Black Buck by Mateo Askaripour
3/5 Stars
A satirical novel about a young man given a shot at stardom as the lone Black salesman at a mysterious, cult-like, and wildly successful startup where nothing is as it seems.
I lost patience with this one. Obviously I know the book is criticizing toxic work culture, toxic masculinity, and racism, but that doesn't make it any less painful to read. Especially the toxic masculinity and weird, random sexism/objectification. In one argument between the main character and his girlfriend, the narrator says something like "Her crossed arms pushed up her breasts like they were two ripe melons." Like A) why, and B) that's cliche and unoriginal. Melons for boobs? Groundbreaking.
Despite obnoxious characters, the plot was interesting enough. I was rooting for "Buck" even though red flags that this place is a cult were glaringly obvious. But the pace held up all the way through, so if you want a fast-paced read about toxic work culture and racism, this might be for you.
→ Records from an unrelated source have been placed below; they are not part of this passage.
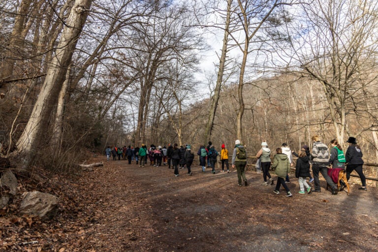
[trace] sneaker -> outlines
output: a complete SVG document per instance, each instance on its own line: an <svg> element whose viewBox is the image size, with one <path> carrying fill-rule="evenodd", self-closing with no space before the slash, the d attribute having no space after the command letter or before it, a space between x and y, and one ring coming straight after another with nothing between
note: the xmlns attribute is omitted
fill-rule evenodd
<svg viewBox="0 0 378 252"><path fill-rule="evenodd" d="M269 181L270 182L271 185L273 185L273 184L274 184L274 180L273 180L273 179L272 179L272 178L269 179Z"/></svg>

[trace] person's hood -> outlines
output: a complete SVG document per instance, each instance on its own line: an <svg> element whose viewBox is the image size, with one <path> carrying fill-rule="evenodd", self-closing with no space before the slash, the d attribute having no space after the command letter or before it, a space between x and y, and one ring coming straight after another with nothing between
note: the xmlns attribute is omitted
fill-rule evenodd
<svg viewBox="0 0 378 252"><path fill-rule="evenodd" d="M289 147L281 147L282 151L283 152L289 152L290 151L290 148Z"/></svg>
<svg viewBox="0 0 378 252"><path fill-rule="evenodd" d="M303 162L306 162L310 160L310 158L309 158L309 157L307 156L306 157L300 157L298 158L299 159L301 159Z"/></svg>
<svg viewBox="0 0 378 252"><path fill-rule="evenodd" d="M278 154L276 154L276 156L278 158L279 158L280 160L286 160L288 158L287 157L287 155L286 154L284 154L283 153L279 153Z"/></svg>

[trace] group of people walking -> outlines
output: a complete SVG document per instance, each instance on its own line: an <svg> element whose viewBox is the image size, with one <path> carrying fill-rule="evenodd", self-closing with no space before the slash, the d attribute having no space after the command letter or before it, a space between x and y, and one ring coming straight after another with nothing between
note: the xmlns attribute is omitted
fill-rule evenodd
<svg viewBox="0 0 378 252"><path fill-rule="evenodd" d="M269 174L271 168L275 170L278 176L277 182L274 192L280 193L280 188L282 185L286 191L286 196L292 196L287 185L290 183L288 175L290 167L293 166L292 155L298 157L295 165L295 177L298 179L300 194L311 193L312 192L320 192L320 184L319 180L319 174L320 173L325 179L327 184L332 189L332 194L337 194L339 190L344 189L345 182L341 181L341 187L338 188L337 182L335 182L328 175L328 169L333 168L346 168L347 180L350 177L350 173L353 171L359 175L362 184L360 190L367 190L366 181L362 171L362 152L360 147L357 144L356 139L350 137L346 141L349 146L344 156L341 146L336 139L332 140L330 143L332 148L330 151L328 147L320 141L319 136L316 135L312 138L313 141L313 148L310 152L310 148L307 145L303 145L298 154L291 152L286 143L284 143L282 147L276 149L276 154L273 158L273 161L270 159L271 151L268 148L266 141L261 143L261 149L257 153L256 156L259 159L260 166L263 171L263 186L267 186L269 178L270 185L273 185L274 182ZM310 164L312 164L313 175L310 174ZM310 178L310 183L314 182L314 189L307 183L307 178ZM347 181L346 181L347 182Z"/></svg>
<svg viewBox="0 0 378 252"><path fill-rule="evenodd" d="M256 167L260 167L263 172L262 185L274 184L274 180L269 172L270 170L274 170L277 176L274 192L279 194L280 189L282 186L286 190L286 196L292 196L293 194L287 184L290 183L289 174L290 168L294 165L294 155L298 158L295 164L295 177L298 179L300 190L298 193L300 194L320 192L319 180L320 173L330 186L332 194L337 194L339 190L343 189L345 184L341 181L342 186L338 189L337 182L335 183L328 175L328 169L335 168L346 169L347 180L349 180L350 173L355 170L359 175L362 184L362 187L359 188L359 189L367 190L366 178L362 170L362 165L364 163L362 152L357 144L355 138L349 137L346 141L349 146L345 155L341 146L336 139L330 142L330 150L327 145L320 141L319 136L314 135L312 140L313 145L311 151L307 145L304 145L302 146L298 153L292 151L287 144L284 143L281 147L276 149L276 154L273 158L273 161L271 159L271 151L268 148L268 143L266 140L263 141L261 145L261 148L256 155L258 158ZM211 167L212 173L215 174L215 164L220 154L211 141L208 144L206 147L201 145L196 154L199 158L199 164L202 167L202 172L205 172L207 162L207 167ZM160 146L157 147L154 145L151 145L148 150L144 144L142 144L140 148L132 148L129 146L128 147L124 146L123 148L114 147L112 150L110 147L108 147L105 152L108 160L109 160L111 154L112 154L114 160L116 160L117 157L118 160L121 160L122 156L124 159L127 158L128 163L130 164L132 159L135 158L137 164L139 162L139 167L144 167L148 158L151 165L158 167L162 165L162 162L163 165L168 165L168 169L174 169L174 174L176 177L180 176L179 169L184 169L185 166L188 169L187 174L189 175L192 174L191 165L194 159L194 153L189 145L186 144L185 147L183 146L179 147L177 143L173 145L169 144L168 148L165 146L162 148ZM225 166L226 172L230 172L228 151L224 144L221 146L220 159L221 162L220 172L224 172ZM231 166L237 170L238 186L239 187L243 186L243 184L244 186L248 185L245 174L247 159L246 148L239 140L236 140L232 152ZM346 166L346 164L347 165ZM313 177L310 173L310 166L312 166ZM309 178L309 183L314 182L314 189L307 183L307 178Z"/></svg>

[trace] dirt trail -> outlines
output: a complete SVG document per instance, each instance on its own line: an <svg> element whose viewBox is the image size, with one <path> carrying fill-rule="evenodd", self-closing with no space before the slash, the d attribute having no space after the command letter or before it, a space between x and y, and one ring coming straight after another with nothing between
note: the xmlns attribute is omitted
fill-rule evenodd
<svg viewBox="0 0 378 252"><path fill-rule="evenodd" d="M288 198L282 188L281 193L275 194L274 186L261 185L262 174L254 172L247 173L249 186L238 187L235 171L203 174L193 165L193 176L180 169L176 177L167 166L139 167L124 160L106 162L102 157L93 161L100 160L105 161L103 167L83 173L71 184L66 197L78 208L61 210L58 220L52 221L58 222L55 232L64 231L64 235L56 235L55 242L50 240L54 237L42 235L44 248L80 252L378 250L376 189L360 191L357 186L352 186L349 196L345 192L332 195L322 181L321 193L302 195L292 175L293 183L288 186L294 196Z"/></svg>

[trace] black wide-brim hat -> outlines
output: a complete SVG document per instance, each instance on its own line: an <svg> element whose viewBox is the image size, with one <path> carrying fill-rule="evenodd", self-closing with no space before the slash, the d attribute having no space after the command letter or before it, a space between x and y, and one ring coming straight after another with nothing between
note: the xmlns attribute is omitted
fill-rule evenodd
<svg viewBox="0 0 378 252"><path fill-rule="evenodd" d="M357 144L357 142L356 142L356 139L354 137L352 137L351 136L349 137L349 138L348 138L348 140L346 140L346 142L347 143L350 143L351 144Z"/></svg>

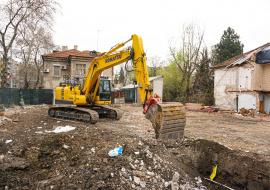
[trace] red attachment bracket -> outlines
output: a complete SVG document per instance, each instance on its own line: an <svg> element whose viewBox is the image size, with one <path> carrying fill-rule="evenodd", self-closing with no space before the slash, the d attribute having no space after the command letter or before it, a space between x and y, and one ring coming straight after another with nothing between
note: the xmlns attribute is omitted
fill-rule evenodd
<svg viewBox="0 0 270 190"><path fill-rule="evenodd" d="M150 96L150 98L145 103L145 106L144 106L144 109L143 109L143 113L146 114L148 112L148 109L153 104L161 103L161 102L162 101L161 101L160 97L157 94L155 94L154 97L153 96Z"/></svg>

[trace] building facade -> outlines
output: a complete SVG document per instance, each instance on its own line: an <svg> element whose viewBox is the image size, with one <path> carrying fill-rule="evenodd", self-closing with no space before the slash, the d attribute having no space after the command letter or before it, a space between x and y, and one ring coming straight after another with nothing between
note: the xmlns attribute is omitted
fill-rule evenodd
<svg viewBox="0 0 270 190"><path fill-rule="evenodd" d="M270 114L270 60L258 63L258 54L267 47L270 43L213 67L217 107Z"/></svg>
<svg viewBox="0 0 270 190"><path fill-rule="evenodd" d="M43 87L45 89L55 89L60 82L66 79L83 83L85 74L88 71L93 59L101 54L96 51L79 51L77 46L68 50L63 46L62 51L53 51L51 54L42 55L43 59ZM113 78L113 68L103 71L103 76Z"/></svg>

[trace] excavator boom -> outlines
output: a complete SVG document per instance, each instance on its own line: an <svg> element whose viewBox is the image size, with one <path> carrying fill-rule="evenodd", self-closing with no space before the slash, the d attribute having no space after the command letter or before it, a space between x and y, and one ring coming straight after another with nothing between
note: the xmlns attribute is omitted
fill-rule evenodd
<svg viewBox="0 0 270 190"><path fill-rule="evenodd" d="M130 41L132 41L132 46L123 48ZM119 50L121 48L123 49ZM101 116L120 119L122 117L121 111L102 105L110 104L110 100L102 99L97 94L101 91L105 94L110 93L109 88L104 88L106 83L101 83L102 71L128 61L133 62L133 70L144 108L143 113L152 122L156 138L182 138L186 122L184 106L178 102L163 103L158 95L152 94L153 89L149 82L142 38L135 34L132 35L131 39L116 45L91 62L81 90L78 87L58 87L56 100L69 101L78 107L52 107L49 109L49 116L90 123L96 123L98 117ZM102 84L103 90L100 88L100 84Z"/></svg>

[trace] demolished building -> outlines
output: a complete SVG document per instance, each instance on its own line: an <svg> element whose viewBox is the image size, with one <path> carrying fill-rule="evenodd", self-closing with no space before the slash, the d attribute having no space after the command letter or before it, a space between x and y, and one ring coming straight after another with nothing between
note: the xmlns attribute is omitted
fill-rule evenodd
<svg viewBox="0 0 270 190"><path fill-rule="evenodd" d="M215 105L270 114L270 43L213 66Z"/></svg>

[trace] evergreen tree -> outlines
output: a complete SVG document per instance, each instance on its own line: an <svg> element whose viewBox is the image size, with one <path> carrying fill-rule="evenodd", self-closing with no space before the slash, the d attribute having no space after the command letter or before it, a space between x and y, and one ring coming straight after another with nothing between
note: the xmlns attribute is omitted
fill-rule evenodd
<svg viewBox="0 0 270 190"><path fill-rule="evenodd" d="M218 64L243 53L244 45L240 42L240 36L234 29L228 27L224 31L220 42L216 44L213 64Z"/></svg>

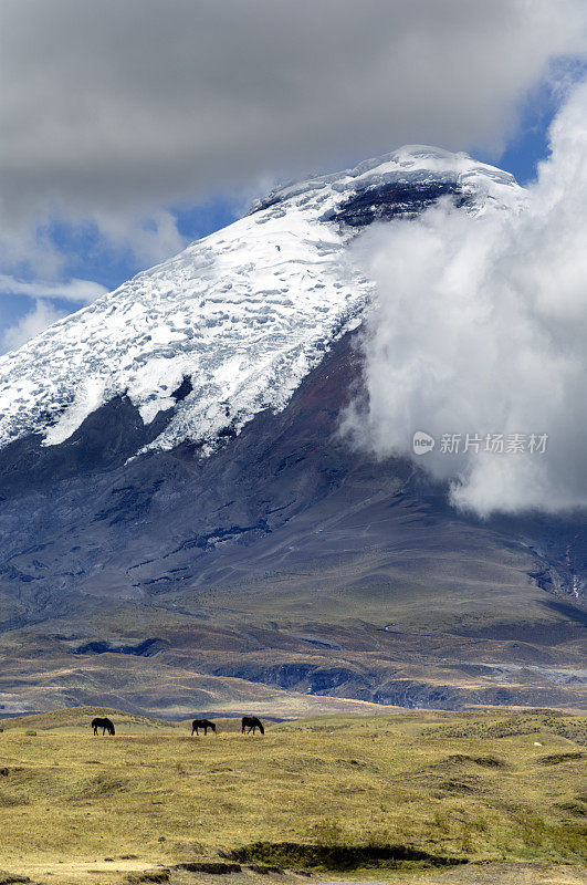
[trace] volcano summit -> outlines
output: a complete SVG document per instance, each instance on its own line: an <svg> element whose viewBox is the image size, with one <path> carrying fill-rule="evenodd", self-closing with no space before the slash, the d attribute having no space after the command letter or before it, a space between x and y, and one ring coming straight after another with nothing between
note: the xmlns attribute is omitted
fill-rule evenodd
<svg viewBox="0 0 587 885"><path fill-rule="evenodd" d="M481 522L340 434L377 296L350 246L438 200L525 191L406 147L272 191L0 358L7 711L577 706L583 518Z"/></svg>

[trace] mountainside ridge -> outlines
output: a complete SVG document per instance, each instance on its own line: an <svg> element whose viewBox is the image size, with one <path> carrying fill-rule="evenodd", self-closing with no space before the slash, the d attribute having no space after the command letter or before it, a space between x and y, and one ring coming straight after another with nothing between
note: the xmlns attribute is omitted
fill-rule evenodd
<svg viewBox="0 0 587 885"><path fill-rule="evenodd" d="M348 258L357 230L440 197L475 212L515 210L523 189L467 155L416 146L272 191L241 220L0 357L0 449L30 434L59 445L127 396L146 425L171 410L150 448L190 440L213 450L223 433L283 408L360 322L373 283Z"/></svg>
<svg viewBox="0 0 587 885"><path fill-rule="evenodd" d="M339 433L373 292L347 246L524 195L394 152L276 189L2 357L0 705L577 707L584 516L481 521Z"/></svg>

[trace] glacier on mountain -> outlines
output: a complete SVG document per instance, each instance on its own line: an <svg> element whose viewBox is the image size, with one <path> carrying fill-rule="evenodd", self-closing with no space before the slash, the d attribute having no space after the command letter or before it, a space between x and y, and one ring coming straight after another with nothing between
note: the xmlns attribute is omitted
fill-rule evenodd
<svg viewBox="0 0 587 885"><path fill-rule="evenodd" d="M145 424L172 409L151 448L190 440L212 451L255 414L284 408L361 322L374 284L347 249L360 228L409 218L439 197L472 214L516 211L524 190L467 154L423 146L273 190L244 218L0 357L0 448L31 434L57 445L127 396Z"/></svg>

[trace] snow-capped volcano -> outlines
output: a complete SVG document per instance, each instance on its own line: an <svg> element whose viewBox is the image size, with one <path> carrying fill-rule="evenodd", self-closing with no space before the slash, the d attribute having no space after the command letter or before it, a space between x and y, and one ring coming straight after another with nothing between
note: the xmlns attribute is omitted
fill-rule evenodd
<svg viewBox="0 0 587 885"><path fill-rule="evenodd" d="M220 434L282 409L360 322L373 284L347 247L361 227L441 197L483 212L515 210L523 195L507 173L429 147L279 188L1 357L0 448L31 434L60 444L127 396L145 424L172 409L153 448L212 450Z"/></svg>

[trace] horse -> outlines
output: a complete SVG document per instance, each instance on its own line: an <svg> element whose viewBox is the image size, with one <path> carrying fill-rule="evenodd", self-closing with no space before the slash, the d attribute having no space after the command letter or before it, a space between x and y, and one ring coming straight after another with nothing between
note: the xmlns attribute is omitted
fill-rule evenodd
<svg viewBox="0 0 587 885"><path fill-rule="evenodd" d="M258 719L256 716L243 716L241 720L241 735L250 735L251 731L255 732L255 729L259 729L262 735L265 733L265 729L263 728L263 722L261 719ZM247 731L247 729L249 729Z"/></svg>
<svg viewBox="0 0 587 885"><path fill-rule="evenodd" d="M199 733L198 732L199 728L203 728L205 735L208 735L209 728L216 732L216 726L209 719L195 719L193 722L191 723L191 737L193 737L193 732L196 732L197 735Z"/></svg>
<svg viewBox="0 0 587 885"><path fill-rule="evenodd" d="M99 716L96 717L95 719L92 719L92 728L94 729L94 735L97 735L98 728L102 729L103 735L105 735L106 731L108 732L108 735L115 733L114 722L112 721L112 719L106 719L106 718L101 719Z"/></svg>

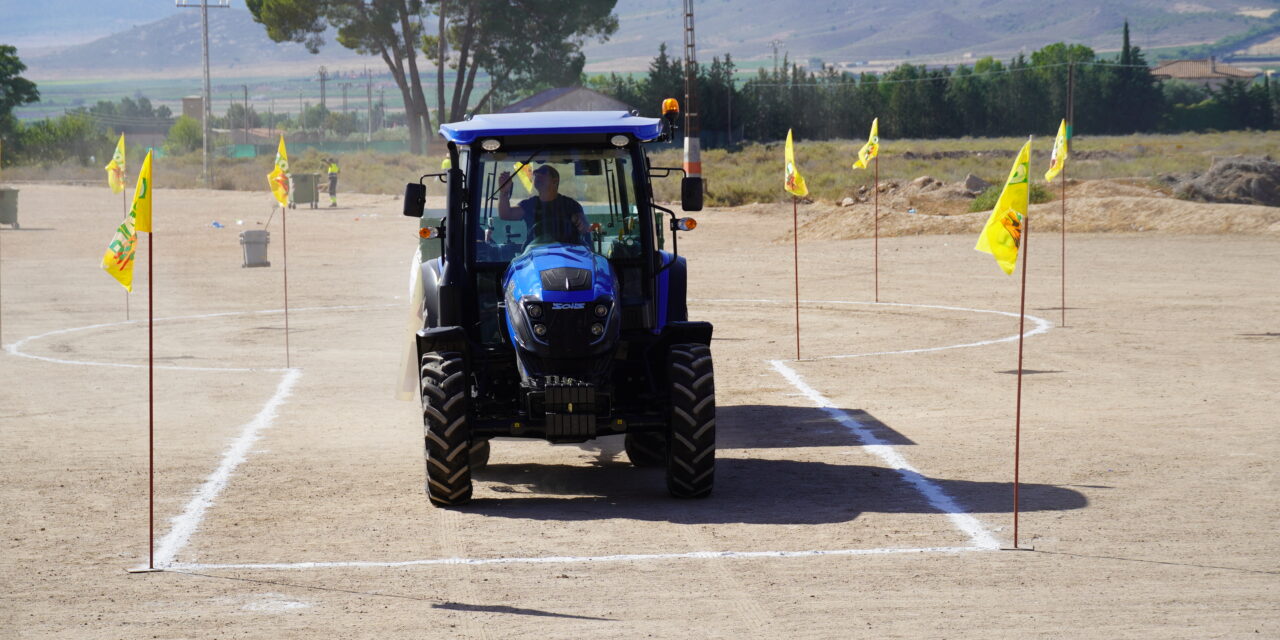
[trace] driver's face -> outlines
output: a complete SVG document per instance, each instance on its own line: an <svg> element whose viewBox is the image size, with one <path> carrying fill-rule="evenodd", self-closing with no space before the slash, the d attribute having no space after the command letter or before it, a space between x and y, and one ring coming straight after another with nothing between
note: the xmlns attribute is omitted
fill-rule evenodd
<svg viewBox="0 0 1280 640"><path fill-rule="evenodd" d="M556 178L552 178L547 172L534 172L534 189L539 193L544 193L548 187L557 187Z"/></svg>

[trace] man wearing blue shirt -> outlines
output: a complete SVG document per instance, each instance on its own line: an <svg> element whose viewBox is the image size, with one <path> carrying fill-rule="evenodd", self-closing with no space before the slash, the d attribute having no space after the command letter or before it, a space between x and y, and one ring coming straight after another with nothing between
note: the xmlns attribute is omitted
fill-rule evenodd
<svg viewBox="0 0 1280 640"><path fill-rule="evenodd" d="M556 242L582 242L590 233L582 205L559 192L559 172L552 165L534 169L534 191L536 196L521 200L511 206L513 187L511 173L498 177L502 193L498 197L498 218L503 220L524 220L530 236L540 236Z"/></svg>

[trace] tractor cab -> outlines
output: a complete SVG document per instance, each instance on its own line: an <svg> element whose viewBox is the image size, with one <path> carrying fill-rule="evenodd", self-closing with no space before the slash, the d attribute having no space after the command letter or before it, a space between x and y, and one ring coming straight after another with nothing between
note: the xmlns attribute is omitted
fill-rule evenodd
<svg viewBox="0 0 1280 640"><path fill-rule="evenodd" d="M695 223L653 202L650 177L678 169L650 166L644 143L669 131L669 122L623 111L480 115L440 127L449 169L424 180L445 184L444 215L422 215L422 180L404 201L406 215L422 218L415 342L434 503L465 502L477 465L466 465L465 483L451 480L461 454L442 456L457 453L462 436L433 435L433 424L462 425L477 462L499 435L625 435L632 462L668 463L672 352L689 360L705 351L709 371L712 333L687 319L686 261L675 251L676 232ZM700 210L701 186L689 180L684 209ZM443 389L447 370L461 374L457 389ZM698 479L677 470L672 493L709 493L710 474L698 468Z"/></svg>

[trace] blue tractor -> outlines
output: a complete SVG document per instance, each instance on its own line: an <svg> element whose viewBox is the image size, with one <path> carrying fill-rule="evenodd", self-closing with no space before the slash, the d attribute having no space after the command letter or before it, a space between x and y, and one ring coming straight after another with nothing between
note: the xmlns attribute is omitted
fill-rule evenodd
<svg viewBox="0 0 1280 640"><path fill-rule="evenodd" d="M444 124L447 169L406 188L421 218L416 356L426 493L471 499L497 436L580 443L621 435L635 466L666 467L678 498L710 494L712 325L690 321L676 233L654 202L646 142L663 119L625 111L477 115ZM426 187L447 186L443 218ZM682 209L701 210L685 177ZM669 242L669 251L667 243Z"/></svg>

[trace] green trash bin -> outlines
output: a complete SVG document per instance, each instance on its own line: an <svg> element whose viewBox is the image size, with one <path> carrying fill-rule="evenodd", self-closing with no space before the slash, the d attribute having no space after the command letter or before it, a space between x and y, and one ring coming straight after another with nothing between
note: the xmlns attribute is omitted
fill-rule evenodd
<svg viewBox="0 0 1280 640"><path fill-rule="evenodd" d="M0 187L0 224L18 228L18 189Z"/></svg>
<svg viewBox="0 0 1280 640"><path fill-rule="evenodd" d="M320 201L319 189L319 173L293 174L293 209L297 209L297 205L311 205L311 209L315 209Z"/></svg>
Impostor Syndrome by Kathy Wang
4/5 Stars
In 2006 Julia Lerner is living in Moscow when she’s recruited by Russia’s largest intelligence agency. By 2018 she’s in Silicon Valley as COO of Tangerine, one of America’s most famous technology companies, where she funnels intelligence back to the motherland. But now Russia's asking for more, and Julia’s getting nervous.
Alice Lu is a low-level employee who, while performing a server check, discovers some unusual activity, and now she’s burdened with two powerful but distressing suspicions: Tangerine’s privacy settings aren’t as rigorous as the company claims they are, and the person abusing this loophole might be Julia Lerner herself.
The closer Alice gets to Julia, the more Julia questions her own loyalties. Russia may have placed her in the Valley, but she's the one who built her career; isn’t she entitled to protect the lifestyle she’s earned?
Overall a very well-written cat-and-mouse tale set in Silicon Valley. I liked the power struggle between the two main women, even though they actually never really confront each other. The characters were intriguing and the plot kept up the pace all the way through, but I do wish the plot had been pushed to more conflict. In a lot of ways, the characters get let off the hook. We seem to be building toward big confrontations, but they never come.